Experiences with Numerics on OpenBSD - B

Experiences with Numerics on OpenBSD - B - ParaView

After the trials with VTK (see A - Graphical Display) I basically gave up, until I saw a posting from Kitware announcing a new release of ParaView, version 5.9.

Since the work with VTK had issues with Python 3.7, but the new ParaView would hopefully work with Python 3.8 as available on OpenBSD, I thought to give it a try.

What is ParaView

This is a “thick-client” “multi-paradigm” “3D-” and “2D-” and “animation” viewer for science and engineering data.

OK, but what is it really?

ParaView gives you selectivity on a multi-valued dataset (such as pressure, temperature, flows in a 3D space). You choose “pressure” for display in a 3D space, then rotate the resulting scene so you can see where pressure varies. Pressure is colour-coded so you can see high- and low-pressure regions.

Then you change from pressure to velocity and see a different view.

Mostly, the data originates from simulations generated from 3D modelling software such as OpenFOAM, Ansys, weather simulators, and so on.

ParaView has it’s own data structures as well as supporting the native formats for dozens of engineering and scientific software packages. This is based on the VTK visualization system and uses the VTK data format.

A short description of the VTK data format is: an XML file with embedded binary (or base64-coded) data describing points in space, an optional set of links between the points which describes a 2D triangular mesh or sets of 3D tetrahedrals, and values such as pressure, temperature, velocity etc at each point or tetrahedral.

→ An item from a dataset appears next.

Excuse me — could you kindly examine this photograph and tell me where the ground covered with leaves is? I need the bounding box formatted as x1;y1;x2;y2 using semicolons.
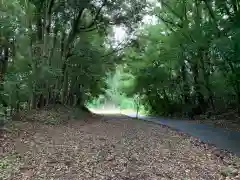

Look at the Paraview website for example images.

Building ParaView

The download is not small, about 63MB of xz-compressed C++ and C code. It takes about as long as you can imagine, or perhaps longer, to compile.

Being so big, it has many many compile options. My prior experience analyzing the VTK code helped out here. There were several issues:

fetching the source: in the end I just bailed and required a manual download
VTK includes many third-party libraries: which should be used?
which category, X11 or math or graphics?
it relies on Qt version 5 which coincidentally was just updated on OpenBSD by Rafael Sadowsky, without which this wouldn’t work.
my usual confusion about WANTLIB and LIB_DEPENDS
and a very difficult bug/issue with shared objects: more on this later.

The third-party library analysis was directly useful; five items needed to be used from OpenBSD ports or base to make it work (jpeg, lz4, png, tiff and glew).

The category was easy, x11, with a secondary of graphics.

The Qt version and related libraries took a bit of iteration, as Qt has several names for the same things and sometimes embeds some named features into a common library. The Makefile has these figured out.

The WANTLIB and LIB_DEPENDS / RUN_DEPENDS was determined by porting tools, again after some iterations.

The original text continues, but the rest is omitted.